The company was started by Dr. Parajon and is now run by his son and daughter-in-law, Dr. David and Dr. Laura. Since my work is medical interpreting, the majority of my time is going to be spent in the clinic, El Samaritano, The Samaritan. I am going to be working mostly under Doctor Woo. She works a lot with the teams that come to volunteer and work alongside AMOS. I have also been working with Doctor Romero and the rest of the staff as well. It is the smallest clinic I have worked in but they are still able to help a good number of patients. I am the only one doing this internship. There is a group on women’s empowerment, a group for youth empowerment and a group working on water sustainability. We are all working to improve the quality of care that the patients receive and the lives of Nicaraguans.

It feels really weird to be writing so much English.

Flies don’t like the dark

Friday, June 19, 2015 8:09 pm

I am interning with a non-profit organization called AMOS Health and Hope in Managua, Nicaragua. At this point, the majority of my time here has been training. AMOS really wants interns to have an understanding of the history, beliefs and policies of the company before beginning to work. I expect to learn a lot about healthcare in Central America and improve my Spanish. I already know that this is going to be extremely hard. I have lived in developing countries before but it has always been for school, very planned out and in a group. I have much more independence here, I will have to make my own deadlines and ensure that I reach them to complete my assigned projects.

Other than the training, my boss also wants me to observe and learn the protocols and how the clinic and health teams function. Missions come often to give health aid. This past weekend a group from Florida was here. I went with them on the rural home visits and we had a health fair on Sunday. There are also educational classes that the clinic offers. On Wednesday I attended pregnancy class and Thursday is the chronic diseases support group (diabetes, hypertension, etc.). This weekend I will have off which is great because if we have water I will be able to catch up on laundry.

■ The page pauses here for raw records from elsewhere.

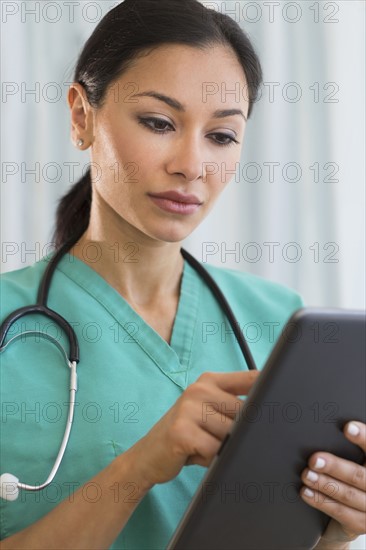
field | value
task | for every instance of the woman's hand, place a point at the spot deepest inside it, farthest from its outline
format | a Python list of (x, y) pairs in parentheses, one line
[(338, 488), (192, 431)]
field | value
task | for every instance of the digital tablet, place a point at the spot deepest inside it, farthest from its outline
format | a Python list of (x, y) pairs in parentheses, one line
[(312, 384)]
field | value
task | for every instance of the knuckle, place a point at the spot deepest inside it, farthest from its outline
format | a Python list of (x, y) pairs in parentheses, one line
[(358, 476), (350, 495), (341, 513)]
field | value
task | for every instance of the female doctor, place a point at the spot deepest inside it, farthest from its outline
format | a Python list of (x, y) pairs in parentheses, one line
[(160, 352)]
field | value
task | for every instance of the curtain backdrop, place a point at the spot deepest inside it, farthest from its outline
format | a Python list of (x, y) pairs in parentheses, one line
[(295, 212)]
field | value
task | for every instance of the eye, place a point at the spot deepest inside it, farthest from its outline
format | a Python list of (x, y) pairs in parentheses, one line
[(224, 140), (157, 125)]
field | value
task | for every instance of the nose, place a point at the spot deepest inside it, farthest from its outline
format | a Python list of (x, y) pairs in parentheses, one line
[(186, 159)]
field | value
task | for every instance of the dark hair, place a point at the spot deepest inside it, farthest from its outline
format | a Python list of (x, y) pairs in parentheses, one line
[(130, 29)]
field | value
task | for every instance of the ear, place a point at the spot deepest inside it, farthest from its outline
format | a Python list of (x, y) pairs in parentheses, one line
[(81, 115)]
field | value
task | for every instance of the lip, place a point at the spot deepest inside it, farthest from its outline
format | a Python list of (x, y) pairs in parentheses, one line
[(175, 202), (176, 196)]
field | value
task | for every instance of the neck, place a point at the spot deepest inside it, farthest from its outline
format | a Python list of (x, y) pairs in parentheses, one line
[(142, 270)]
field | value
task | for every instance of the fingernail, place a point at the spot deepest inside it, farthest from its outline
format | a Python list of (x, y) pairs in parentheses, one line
[(353, 429), (320, 463), (312, 476)]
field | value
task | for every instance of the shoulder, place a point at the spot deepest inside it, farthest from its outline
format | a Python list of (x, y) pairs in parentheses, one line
[(260, 296), (20, 287)]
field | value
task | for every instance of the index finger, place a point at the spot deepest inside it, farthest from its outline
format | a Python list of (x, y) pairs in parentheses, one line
[(236, 383)]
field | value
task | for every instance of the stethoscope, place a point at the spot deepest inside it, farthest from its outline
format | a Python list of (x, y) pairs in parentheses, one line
[(9, 483)]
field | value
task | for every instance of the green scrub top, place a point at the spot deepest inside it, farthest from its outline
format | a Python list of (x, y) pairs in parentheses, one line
[(128, 377)]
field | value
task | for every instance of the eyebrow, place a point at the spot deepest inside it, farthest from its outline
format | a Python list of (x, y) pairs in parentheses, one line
[(221, 113)]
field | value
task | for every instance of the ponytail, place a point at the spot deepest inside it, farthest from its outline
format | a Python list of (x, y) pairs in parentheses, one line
[(73, 212)]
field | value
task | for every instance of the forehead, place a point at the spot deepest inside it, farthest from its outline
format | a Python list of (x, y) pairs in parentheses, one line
[(211, 75)]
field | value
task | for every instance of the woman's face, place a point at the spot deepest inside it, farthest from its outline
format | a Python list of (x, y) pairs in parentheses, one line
[(162, 147)]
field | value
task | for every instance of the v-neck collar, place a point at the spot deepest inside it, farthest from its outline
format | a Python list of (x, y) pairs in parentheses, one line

The campus is pretty small. I stayed in the dorm (here they are called guesthouses) at first but recently moved to a homestay. I am still working out things and settling in to life here. Learning the public transportation, where to buy certain things and asking a lot of questions. I am still getting used to everything. One of the most important things I have learned so far is that flies don’t like the dark. It is kind of weird to work with the lights off but the windows give enough light and it is way nicer and cooler than working with flies.